Blackbox Hot! Page

It works. It works terrifyingly well. But it is mute.

Ironically, we call this device the "black box" (it’s actually bright orange). It is the ultimate witness. It swallows a storm of inputs—airspeed, altitude, button presses, screams—and produces a perfectly linear story of cause and effect. blackbox

You can’t depose a neural network. It has no intent. It has no memory. It is a mathematical hallucination. It works

We are now in a position where we must trust the oracle, but we are forbidden from looking behind the curtain. Historically, enlightenment thinkers believed that explanation preceded trust . We believed the sun would rise because Newton explained gravity. We believed a surgeon was competent because we saw their diploma. Ironically, we call this device the "black box"

To survive this, we need a new discipline: . Instead of opening the black box (which is mathematically impossible for deep networks), we build second models that act as interpreters. We ask the black box to highlight the pixels it was looking at. We force it to provide a "reason" after the fact, even if that reason is just a simulation.

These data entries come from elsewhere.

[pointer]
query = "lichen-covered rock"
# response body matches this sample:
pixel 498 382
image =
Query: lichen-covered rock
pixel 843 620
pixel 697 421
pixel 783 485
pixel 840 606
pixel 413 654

The new black box is the fire. And it is smiling, waiting for us to ask it a question we desperately wish we hadn't.

In 2016, ProPublica investigated an algorithm called COMPAS, used in US courts to predict recidivism. The black box returned a "risk score." ProPublica found it was twice as likely to falsely label Black defendants as future criminals than white defendants. The company that made the algorithm denied the bias. Because the box was black, both sides could claim the math supported them.